GHEtool also comes with a *graphical user interface (GUI)*. This GUI is prebuilt as an exe-file because this provides access to all the functionalities without coding. A setup to install the GUI at the user-defined place is also implemented and available [here](https://www.mech.kuleuven.be/en/tme/research/thermal_systems/ghetool).
This graphical interface is made by Tobias Blanke from FH Aachen.

## Functionalities
GHEtool offers functionalities of value to all different disciplines working with borefields. The features are available both in the code environment and in the GUI. These features are:
* Sizing the borefield (i.e. calculating the required depth) for a given injection and extraction load for the borefield (two sizing methods are available). The tool can work with monthly and hourly load profiles
* Finding the optimal rectangular borefield configuration for a given heating and cooling load
* Optimising the load profile for a given heating and cooling load
* Using dynamically calculated borehole thermal resistance
* Calculating the temperature evolution of the ground for a given building load and borefield configuration
* Importing heating and cooling loads from *.csv and *.xlsx files
* Using your custom borefield configuration

In the example and validation folder, one can find information on how to use this functionalities.

## Precalculated data
This tool comes with precalculated g-functions for all borefields of type nxm (for 0<n,m<21) for which the boreholes are connected in parallel. For these borefield configurations, the g-functions are calculated for different depth-thermal conductivity-spacing combinations.
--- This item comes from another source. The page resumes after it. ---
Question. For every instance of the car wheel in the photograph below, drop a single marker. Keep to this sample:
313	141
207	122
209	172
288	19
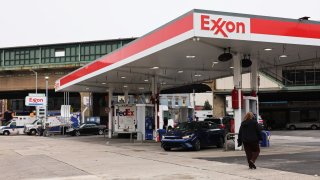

The ranges are:

* Depth: 25 - 350m in increments of 25m
* Thermal conductivity of the soil: 1 - 4 in increments of 0.5W/mk
* Spacings (equal): 3 - 9m in increments of 1m

Here a burial depth (D) of 4.0m is assumed even as a borehole radius of 7.5cm for all the precalculated data.

It is possible to calculate your own dataset to your specific project based on the *pygfunction* tool and use this one in the code.

## Requirements
This code is tested with Python 3.9 and requires the following libraries (the versions mentioned are the ones with which the code is tested)

* Numpy (>=1.20.2)
* Scipy (>=1.6.2)
* Matplotlib (>=3.4.1)
* Pygfunction (>=1.1.2)
* Tkinter (>=0.1.0)
* Openpyxl (>=3.0.7)
* Pandas (>=1.2.4)

For the GUI

* PyQt5 (>=5.10)

## Quick start

One can install GHEtool by running Pip and running the command

```
pip install GHEtool
```

Developers can clone this repository.

## License

*GHEtool* is licensed under the terms of the 3-clause BSD-license.
See [GHEtool license](LICENSE).

## Contributing to *GHEtool*

You can report bugs and propose enhancements on the
[issue tracker](https://github.com/wouterpeere/GHEtool/issues).
If you want to add new features and contribute to the code,
please contact Wouter Peere (wouter.peere@kuleuven.be).

## Main contributors
Wouter Peere, KU Leuven & Boydens Engineering (part of Sweco), wouter.peere@kuleuven.be.

Tobias Blanke, Solar-Institute Jülich, FH Aachen, blanke@sij.fh-aachen.de


## References
Cimmino, M. (2018). _pygfunction: an open-source toolbox for the evaluation of thermal response factors for geothermal borehole fields_. In _Proceedings of eSim 2018, the 10th conference of IBPSA- Canada_. Montréal, QC, Canada, May 9-10.

Peere, W., Picard, D., Cupeiro Figueroa, I., Boydens, W., and Helsen, L. _Validated combined first and last year borefield sizing methodology._ In _Proceedings of International Building Simulation Conference 2021_ (2021). Brugge (Belgium), 1-3 September 2021.